I want to help this woman and her daughter. They lost their dog because of an @united flight attendant. My heart is broken. pic.twitter.com/mjXYAhxsAq

— MaggieGremminger (@MaggieGrem) March 13, 2018

This should never have happened. How did this happen? I am not sleeping tonight. @nytimes@washingtonpost@WNYCpic.twitter.com/5x5bckI7EU

— MaggieGremminger (@MaggieGrem) March 13, 2018

Last August a dog died being shipped in a United flight’s cargo hold. That flight, also from Houston, had to sit on a San Francisco tarmac for two hours after landing.

According to the AP, 18 animals died on United flights last year, compared with six on all other U.S. carriers combined.

And last February, USA Today reported 53 animals had died between January 2012 and February 2017 on United flights, according to the Transportation Department’s Air Travel Consumer Report. That total accounted for a third of all animal deaths on U.S. flights in that time period.

United’s statement on Tuesday said: “We assume full responsibility for this tragedy and express our deepest condolences to the family and are committed to supporting them.”

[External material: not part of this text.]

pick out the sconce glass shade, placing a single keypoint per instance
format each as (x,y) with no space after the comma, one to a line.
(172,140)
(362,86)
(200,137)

The company said it was investigating the incident.

According to company policy, a pet traveling in the cabin must be in an approved kennel. It must “completely fit under the seat in front of the customer and remain there at all times.”

The Houston Chronicle reported the dog was a 10-month-old French Bulldog. A passenger the paper spoke with, June Lara, wrote on Facebook the flight attendant “felt that the innocent animal was better off crammed inside the overhead container without air and water.”

“They assured the safety of the family’s pet,” she said. “So wearily, the mother agreed.”